Kparobo Arierhi

Personal information
- Full name: Kparobo Nathaniel Arierhi
- Date of birth: 11 January 2007 (age 19)
- Height: 1.75 m (5 ft 9 in)
- Position: Striker

Team information
- Current team: Lillestrøm
- Number: 9

Youth career
- Beyond Limits

Senior career*
- Years: Team / Apps / (Gls)
- 2025–: Lillestrøm / 13 / (1)
- 2025: → Mjøndalen (loan) / 14 / (4)

= Kparobo Arierhi =

Nigerian footballer

Kaparaobo Arierhi (born 11 January 2007) is a Nigerian professional footballer who plays as a striker for Lillestrøm.

== Club career ==
Arierhi joined Lillestrøm SK in 2025. On 17 July, 2025, he was loaned to Mjøndalen.
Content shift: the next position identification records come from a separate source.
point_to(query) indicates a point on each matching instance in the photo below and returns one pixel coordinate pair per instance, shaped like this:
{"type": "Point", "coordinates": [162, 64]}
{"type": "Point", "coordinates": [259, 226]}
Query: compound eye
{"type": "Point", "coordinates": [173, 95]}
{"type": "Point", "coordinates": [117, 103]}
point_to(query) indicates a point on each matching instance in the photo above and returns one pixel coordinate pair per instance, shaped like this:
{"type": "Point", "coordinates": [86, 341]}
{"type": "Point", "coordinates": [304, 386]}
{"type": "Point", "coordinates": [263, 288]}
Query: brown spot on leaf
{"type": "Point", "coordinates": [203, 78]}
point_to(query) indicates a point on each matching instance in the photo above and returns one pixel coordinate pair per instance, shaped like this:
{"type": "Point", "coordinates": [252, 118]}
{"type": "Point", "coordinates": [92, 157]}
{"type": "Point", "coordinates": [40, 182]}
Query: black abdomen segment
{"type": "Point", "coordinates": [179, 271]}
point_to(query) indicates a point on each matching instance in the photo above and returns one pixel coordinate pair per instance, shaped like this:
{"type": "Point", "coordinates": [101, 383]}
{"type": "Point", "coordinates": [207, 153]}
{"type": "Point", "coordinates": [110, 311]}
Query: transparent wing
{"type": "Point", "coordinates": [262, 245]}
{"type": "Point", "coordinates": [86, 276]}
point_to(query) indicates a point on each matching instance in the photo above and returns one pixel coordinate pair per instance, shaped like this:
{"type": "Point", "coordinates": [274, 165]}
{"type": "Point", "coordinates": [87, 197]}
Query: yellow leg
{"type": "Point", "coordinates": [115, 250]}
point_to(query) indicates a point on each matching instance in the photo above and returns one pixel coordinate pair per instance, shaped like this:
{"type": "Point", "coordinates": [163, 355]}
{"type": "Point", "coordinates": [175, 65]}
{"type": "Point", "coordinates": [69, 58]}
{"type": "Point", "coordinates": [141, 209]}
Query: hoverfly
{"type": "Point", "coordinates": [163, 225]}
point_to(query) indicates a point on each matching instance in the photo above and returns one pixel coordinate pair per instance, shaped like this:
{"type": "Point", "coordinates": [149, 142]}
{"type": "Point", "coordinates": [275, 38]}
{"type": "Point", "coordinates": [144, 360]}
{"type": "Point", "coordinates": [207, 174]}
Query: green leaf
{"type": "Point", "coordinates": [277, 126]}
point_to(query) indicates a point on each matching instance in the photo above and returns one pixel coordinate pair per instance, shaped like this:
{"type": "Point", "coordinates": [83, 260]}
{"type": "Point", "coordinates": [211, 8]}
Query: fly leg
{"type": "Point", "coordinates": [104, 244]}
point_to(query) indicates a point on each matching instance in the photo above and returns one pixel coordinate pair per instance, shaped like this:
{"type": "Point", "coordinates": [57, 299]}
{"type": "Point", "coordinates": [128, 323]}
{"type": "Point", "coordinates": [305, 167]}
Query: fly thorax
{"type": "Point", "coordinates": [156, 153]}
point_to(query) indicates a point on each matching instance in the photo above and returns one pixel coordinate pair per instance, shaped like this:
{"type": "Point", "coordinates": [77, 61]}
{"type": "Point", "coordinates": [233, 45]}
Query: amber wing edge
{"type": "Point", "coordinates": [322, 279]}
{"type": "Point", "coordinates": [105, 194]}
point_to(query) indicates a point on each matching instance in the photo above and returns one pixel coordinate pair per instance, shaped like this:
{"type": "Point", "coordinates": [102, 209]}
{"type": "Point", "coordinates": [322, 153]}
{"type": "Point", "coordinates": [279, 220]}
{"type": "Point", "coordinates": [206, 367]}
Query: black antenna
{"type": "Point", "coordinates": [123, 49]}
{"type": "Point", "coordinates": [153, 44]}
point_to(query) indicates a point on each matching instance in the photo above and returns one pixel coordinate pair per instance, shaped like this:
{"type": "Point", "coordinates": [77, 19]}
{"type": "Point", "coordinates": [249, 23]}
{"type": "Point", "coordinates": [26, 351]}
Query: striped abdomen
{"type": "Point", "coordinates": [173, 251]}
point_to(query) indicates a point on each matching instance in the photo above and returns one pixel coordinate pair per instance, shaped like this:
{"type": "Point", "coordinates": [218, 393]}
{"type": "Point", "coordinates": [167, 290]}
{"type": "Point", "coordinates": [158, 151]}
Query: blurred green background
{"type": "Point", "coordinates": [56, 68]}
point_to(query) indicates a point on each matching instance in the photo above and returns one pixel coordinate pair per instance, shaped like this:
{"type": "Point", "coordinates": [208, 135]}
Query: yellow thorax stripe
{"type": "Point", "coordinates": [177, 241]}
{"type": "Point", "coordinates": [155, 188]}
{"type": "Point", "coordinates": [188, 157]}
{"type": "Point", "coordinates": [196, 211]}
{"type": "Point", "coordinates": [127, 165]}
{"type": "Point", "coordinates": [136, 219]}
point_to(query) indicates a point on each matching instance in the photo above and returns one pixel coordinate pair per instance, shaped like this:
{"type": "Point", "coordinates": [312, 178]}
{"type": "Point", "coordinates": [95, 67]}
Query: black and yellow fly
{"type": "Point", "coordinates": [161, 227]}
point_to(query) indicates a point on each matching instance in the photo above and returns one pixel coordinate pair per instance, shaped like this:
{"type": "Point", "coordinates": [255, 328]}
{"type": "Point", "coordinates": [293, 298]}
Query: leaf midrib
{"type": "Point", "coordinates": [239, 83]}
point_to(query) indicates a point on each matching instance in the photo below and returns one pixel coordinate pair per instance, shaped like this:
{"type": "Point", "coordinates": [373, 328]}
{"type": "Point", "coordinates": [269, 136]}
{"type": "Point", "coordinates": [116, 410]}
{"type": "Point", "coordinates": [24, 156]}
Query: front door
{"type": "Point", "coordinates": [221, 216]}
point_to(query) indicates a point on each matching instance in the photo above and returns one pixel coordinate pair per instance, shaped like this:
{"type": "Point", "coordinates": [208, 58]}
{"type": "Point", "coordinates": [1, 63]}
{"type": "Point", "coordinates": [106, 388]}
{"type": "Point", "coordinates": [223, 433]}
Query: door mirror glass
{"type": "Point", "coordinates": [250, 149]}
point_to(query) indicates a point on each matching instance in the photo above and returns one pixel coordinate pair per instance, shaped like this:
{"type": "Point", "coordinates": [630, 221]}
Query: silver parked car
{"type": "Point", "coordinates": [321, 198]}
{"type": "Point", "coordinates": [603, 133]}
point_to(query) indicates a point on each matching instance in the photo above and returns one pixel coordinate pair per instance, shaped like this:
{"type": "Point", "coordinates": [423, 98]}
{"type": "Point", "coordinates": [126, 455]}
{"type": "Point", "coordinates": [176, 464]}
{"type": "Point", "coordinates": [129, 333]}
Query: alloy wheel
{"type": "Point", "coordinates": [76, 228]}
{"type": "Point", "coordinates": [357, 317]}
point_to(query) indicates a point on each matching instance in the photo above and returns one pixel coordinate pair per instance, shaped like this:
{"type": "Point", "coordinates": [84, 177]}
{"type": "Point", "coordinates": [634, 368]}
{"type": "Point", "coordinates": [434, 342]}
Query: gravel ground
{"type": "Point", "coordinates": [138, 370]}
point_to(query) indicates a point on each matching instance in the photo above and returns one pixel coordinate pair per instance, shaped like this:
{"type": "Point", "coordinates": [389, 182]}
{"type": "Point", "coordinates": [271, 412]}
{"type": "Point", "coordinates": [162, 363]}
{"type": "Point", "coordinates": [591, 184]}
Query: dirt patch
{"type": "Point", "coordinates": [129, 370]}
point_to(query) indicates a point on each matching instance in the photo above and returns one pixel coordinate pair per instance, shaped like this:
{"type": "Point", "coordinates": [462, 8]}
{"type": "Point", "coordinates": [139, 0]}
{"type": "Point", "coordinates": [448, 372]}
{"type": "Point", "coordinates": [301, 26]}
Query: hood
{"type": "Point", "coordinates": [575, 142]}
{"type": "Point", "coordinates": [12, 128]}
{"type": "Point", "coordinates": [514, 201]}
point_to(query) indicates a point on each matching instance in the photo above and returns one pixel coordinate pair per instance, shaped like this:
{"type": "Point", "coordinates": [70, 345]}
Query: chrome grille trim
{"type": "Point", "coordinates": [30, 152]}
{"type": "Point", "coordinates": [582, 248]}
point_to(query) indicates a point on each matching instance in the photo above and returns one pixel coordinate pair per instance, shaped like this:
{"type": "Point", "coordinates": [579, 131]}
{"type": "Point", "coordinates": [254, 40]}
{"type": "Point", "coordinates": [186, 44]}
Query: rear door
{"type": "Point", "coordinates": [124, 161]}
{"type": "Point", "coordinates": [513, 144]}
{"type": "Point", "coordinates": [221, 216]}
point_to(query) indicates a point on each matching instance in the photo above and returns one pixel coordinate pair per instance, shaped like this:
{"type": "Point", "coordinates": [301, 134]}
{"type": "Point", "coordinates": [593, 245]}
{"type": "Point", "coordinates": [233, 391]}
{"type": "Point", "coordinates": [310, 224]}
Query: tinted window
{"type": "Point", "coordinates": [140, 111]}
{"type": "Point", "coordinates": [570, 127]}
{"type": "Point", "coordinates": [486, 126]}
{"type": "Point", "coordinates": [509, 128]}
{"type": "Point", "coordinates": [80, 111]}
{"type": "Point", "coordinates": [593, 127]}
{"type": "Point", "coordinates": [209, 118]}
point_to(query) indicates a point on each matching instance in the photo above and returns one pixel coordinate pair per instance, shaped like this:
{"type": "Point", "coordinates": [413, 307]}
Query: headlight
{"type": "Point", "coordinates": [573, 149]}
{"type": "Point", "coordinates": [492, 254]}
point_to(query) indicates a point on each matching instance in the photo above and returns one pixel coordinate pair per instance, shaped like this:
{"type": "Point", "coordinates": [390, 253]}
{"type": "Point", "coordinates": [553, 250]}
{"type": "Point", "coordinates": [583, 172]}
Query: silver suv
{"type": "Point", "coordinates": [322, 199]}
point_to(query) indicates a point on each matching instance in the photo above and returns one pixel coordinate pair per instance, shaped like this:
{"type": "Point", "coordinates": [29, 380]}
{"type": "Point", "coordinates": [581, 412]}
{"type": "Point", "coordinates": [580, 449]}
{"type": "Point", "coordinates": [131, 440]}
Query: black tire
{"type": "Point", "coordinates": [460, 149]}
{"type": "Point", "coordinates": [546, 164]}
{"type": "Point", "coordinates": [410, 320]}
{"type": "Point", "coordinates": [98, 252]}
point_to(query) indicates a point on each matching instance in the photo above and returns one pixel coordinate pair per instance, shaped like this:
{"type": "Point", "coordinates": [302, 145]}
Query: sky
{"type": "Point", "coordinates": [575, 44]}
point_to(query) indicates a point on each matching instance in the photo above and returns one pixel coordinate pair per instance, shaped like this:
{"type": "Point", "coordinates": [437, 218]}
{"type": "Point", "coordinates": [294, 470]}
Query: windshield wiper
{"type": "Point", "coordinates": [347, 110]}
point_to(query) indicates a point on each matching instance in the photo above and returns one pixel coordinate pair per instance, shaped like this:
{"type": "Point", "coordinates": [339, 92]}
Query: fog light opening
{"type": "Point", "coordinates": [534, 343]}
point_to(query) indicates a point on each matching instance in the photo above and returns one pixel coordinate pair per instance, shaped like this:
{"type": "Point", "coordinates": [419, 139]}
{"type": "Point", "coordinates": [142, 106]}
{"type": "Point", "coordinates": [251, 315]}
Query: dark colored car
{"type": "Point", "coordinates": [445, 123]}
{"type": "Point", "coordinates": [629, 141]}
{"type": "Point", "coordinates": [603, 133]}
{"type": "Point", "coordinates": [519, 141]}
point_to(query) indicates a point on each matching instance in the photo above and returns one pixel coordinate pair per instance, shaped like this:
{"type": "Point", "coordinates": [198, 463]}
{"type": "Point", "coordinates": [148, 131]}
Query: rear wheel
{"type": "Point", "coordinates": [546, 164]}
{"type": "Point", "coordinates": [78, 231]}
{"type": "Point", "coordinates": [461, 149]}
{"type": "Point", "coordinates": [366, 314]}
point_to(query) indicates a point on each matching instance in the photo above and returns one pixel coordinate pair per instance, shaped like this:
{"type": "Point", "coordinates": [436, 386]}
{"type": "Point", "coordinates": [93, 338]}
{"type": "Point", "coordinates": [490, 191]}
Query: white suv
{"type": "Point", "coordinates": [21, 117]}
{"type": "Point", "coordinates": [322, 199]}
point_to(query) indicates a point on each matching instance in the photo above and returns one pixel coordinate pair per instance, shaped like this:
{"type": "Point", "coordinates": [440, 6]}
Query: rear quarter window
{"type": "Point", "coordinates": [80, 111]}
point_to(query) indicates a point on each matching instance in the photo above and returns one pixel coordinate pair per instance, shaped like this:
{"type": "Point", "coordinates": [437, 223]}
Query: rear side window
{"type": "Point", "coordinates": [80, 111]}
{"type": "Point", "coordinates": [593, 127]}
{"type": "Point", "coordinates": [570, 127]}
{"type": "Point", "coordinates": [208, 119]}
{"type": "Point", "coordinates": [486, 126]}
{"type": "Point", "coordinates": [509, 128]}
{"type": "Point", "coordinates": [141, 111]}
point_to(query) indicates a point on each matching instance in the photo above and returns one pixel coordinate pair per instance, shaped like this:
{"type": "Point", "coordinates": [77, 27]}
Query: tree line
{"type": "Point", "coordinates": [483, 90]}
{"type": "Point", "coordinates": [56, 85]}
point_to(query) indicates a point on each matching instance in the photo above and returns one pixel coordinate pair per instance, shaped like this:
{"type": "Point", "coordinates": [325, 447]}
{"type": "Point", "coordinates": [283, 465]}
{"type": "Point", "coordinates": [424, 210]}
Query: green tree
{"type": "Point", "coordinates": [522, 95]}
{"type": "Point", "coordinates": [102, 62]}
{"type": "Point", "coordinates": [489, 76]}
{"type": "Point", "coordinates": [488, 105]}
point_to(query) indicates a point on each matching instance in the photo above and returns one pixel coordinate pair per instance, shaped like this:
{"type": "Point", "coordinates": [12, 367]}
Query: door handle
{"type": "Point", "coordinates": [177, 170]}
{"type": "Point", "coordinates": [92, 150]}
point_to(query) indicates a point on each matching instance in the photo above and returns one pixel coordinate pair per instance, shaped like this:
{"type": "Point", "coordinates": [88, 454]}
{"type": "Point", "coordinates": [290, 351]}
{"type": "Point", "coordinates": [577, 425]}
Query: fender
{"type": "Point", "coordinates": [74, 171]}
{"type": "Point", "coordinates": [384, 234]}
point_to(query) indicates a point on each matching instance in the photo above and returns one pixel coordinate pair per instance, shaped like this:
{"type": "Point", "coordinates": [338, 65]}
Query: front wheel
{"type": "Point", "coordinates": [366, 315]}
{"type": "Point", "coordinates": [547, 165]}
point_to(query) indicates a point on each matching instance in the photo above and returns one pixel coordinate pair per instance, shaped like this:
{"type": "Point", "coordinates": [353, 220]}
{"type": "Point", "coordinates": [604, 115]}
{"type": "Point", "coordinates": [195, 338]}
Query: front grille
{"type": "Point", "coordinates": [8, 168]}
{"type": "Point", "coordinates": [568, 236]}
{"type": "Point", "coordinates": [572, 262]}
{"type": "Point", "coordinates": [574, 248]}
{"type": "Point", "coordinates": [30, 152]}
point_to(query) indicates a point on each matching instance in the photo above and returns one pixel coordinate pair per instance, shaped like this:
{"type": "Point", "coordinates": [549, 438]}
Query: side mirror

== International career ==
Arierhi played youth football for Nigeria in the 2025 U-20 Africa Cup of Nations where he made 6 appearances and scored 1 goal helping the team achieve a third place finish. And in the 2025 WAFU B U20 tournament Arierhi scored 3 goals, with 2 coming in the final helping Nigeria secure victory against Ghana. Nigerian national team veteran Alex Iwobi has praised Arierhi, calling him the next Victor Osimhen, who is current the second highest goal scorer in Nigerian history.